Studies also indicate that the benefits of mindfulness for children include:

  • Increased focus,

    reduced symptoms of ADHD, improved self-control, lower levels of stress and depression, anxiety and aggressive behaviour, insight and awareness.

  • Unleashing curiosity

    , and dealing with appropriate warmth and kindness, which is supported by mindfulness education expert Danielle Mahoney, saying that "children who received mindfulness training showed an increased sense of curiosity, questioning their thoughts and emotions, and they enjoyed better communication and coping skills."

  • Improving educational performance

    , stimulating innovation that leads to effective and flexible options to face seemingly intractable problems, and the ability to resolve conflicts.

    Author Anaka Harris, who teaches children mindfulness, asserts that this skill "can help them deal with any difficulties they may encounter in life."

Mental alertness is a skill that helps a child deal with any difficulties he may face in life (Pixels)

4 ways to teach your child mindfulness

Kanoy recommends choosing a starting point from which to start acquiring the child's mental alertness skill, provided it suits his interests and temperament, and making sure to take into account his likes and dislikes. "The introverted child may benefit from an internal activity, and the extroverted child may prefer an external activity."

Here are 4 suggestions for making that happen, based on the recommendations of Canoe and the experts:

  • Noticing things near it, by

    sitting together, placing food and things in front of you, looking at something and describing it out loud, or drawing it, or writing its name or description on a piece of paper.

    Or going out for a walk together, pointing at a particular flower, car, or building from multiple angles, keeping in mind "adjusting our gait to the child's pace, and letting him get ahead of the way," says Shonda Morales.

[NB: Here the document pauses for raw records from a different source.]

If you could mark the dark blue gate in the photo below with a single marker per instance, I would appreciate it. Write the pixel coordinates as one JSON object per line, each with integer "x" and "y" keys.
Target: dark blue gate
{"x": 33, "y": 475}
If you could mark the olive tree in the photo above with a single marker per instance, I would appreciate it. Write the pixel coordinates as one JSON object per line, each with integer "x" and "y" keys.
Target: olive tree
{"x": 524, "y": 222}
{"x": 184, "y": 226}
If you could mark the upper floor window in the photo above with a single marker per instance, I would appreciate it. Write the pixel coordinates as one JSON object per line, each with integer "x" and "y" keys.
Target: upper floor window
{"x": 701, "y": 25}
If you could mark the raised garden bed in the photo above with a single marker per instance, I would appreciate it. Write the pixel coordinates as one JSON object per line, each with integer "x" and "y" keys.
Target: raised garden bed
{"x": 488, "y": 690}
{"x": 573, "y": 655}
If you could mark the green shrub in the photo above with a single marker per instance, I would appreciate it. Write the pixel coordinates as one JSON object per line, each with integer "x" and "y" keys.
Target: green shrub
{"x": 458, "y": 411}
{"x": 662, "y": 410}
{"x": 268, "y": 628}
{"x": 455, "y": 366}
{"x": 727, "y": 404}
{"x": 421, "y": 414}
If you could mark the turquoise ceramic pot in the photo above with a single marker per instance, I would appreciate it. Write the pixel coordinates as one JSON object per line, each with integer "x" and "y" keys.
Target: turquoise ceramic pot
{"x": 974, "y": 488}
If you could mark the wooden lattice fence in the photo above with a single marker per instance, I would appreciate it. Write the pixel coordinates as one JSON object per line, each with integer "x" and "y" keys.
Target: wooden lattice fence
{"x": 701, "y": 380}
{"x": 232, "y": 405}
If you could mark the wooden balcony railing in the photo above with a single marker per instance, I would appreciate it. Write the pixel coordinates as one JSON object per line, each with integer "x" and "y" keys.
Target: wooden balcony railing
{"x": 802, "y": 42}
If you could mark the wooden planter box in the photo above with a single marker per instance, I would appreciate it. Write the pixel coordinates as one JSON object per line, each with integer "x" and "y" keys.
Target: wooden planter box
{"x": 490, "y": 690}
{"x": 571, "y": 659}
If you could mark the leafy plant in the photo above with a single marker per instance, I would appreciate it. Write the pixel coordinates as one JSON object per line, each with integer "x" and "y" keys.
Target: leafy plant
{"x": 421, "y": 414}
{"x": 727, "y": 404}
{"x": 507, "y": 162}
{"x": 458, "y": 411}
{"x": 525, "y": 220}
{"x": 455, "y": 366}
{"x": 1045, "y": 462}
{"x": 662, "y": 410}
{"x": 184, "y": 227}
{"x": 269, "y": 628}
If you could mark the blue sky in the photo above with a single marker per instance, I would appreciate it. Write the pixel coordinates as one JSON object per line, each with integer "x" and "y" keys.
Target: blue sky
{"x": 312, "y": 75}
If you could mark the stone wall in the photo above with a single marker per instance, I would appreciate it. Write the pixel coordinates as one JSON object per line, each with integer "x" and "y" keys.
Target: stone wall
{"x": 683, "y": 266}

  • Observing the environment around him

    , by sitting together outside the house, drawing the child’s attention to the stars and describing them to him, and “using a telescope if one is available,” according to Canoe’s recommendation.

    Or go to the park, sit on a bench, and leave him to watch the movement of people and things in front of him for 5-10 minutes, then choose a bird, cat, or dog, and urge the child to follow his movement, and avoid self-descriptions, such as saying “Look, cute bird,” and suffice with descriptions Objectivity, such as "Look, the bird is catching a worm."

  • Get to know its body functions,

    Morales says.

    Or, having a snack together, demonstrating the use of the senses while eating, "such as enjoying the first bites, paying close attention to appearance, smell, feel and taste", and describing the sensations that ensue.


    Or lying on the floor side by side to train the child to breathe from the abdomen, by taking a deep inhale with one hand placed on the chest and the other on the abdomen, filling the abdomen like a balloon, before exhaling, letting the balloon deflate, and observing the child how his stomach rises and falls, describing his feeling of that .

    And practice self-calming in front of him, by saying, “I feel tired right now, I need to take some deep breaths” before the breathing exercise, then saying, “I feel calm now.”

  • Regulating thoughts and feelings

    "is an advanced skill that takes slow and slow," says Canoe, and can start from very early childhood (when children are newborns).

    And it relies on getting them as they grow to talk to themselves and about themselves, to “help them reach their goals” by describing feelings to them, by saying, “You seem nervous about X”, or “How do you feel now?”, or “I feel so warm and happy when we play together abroad,” and so on, according to Morales.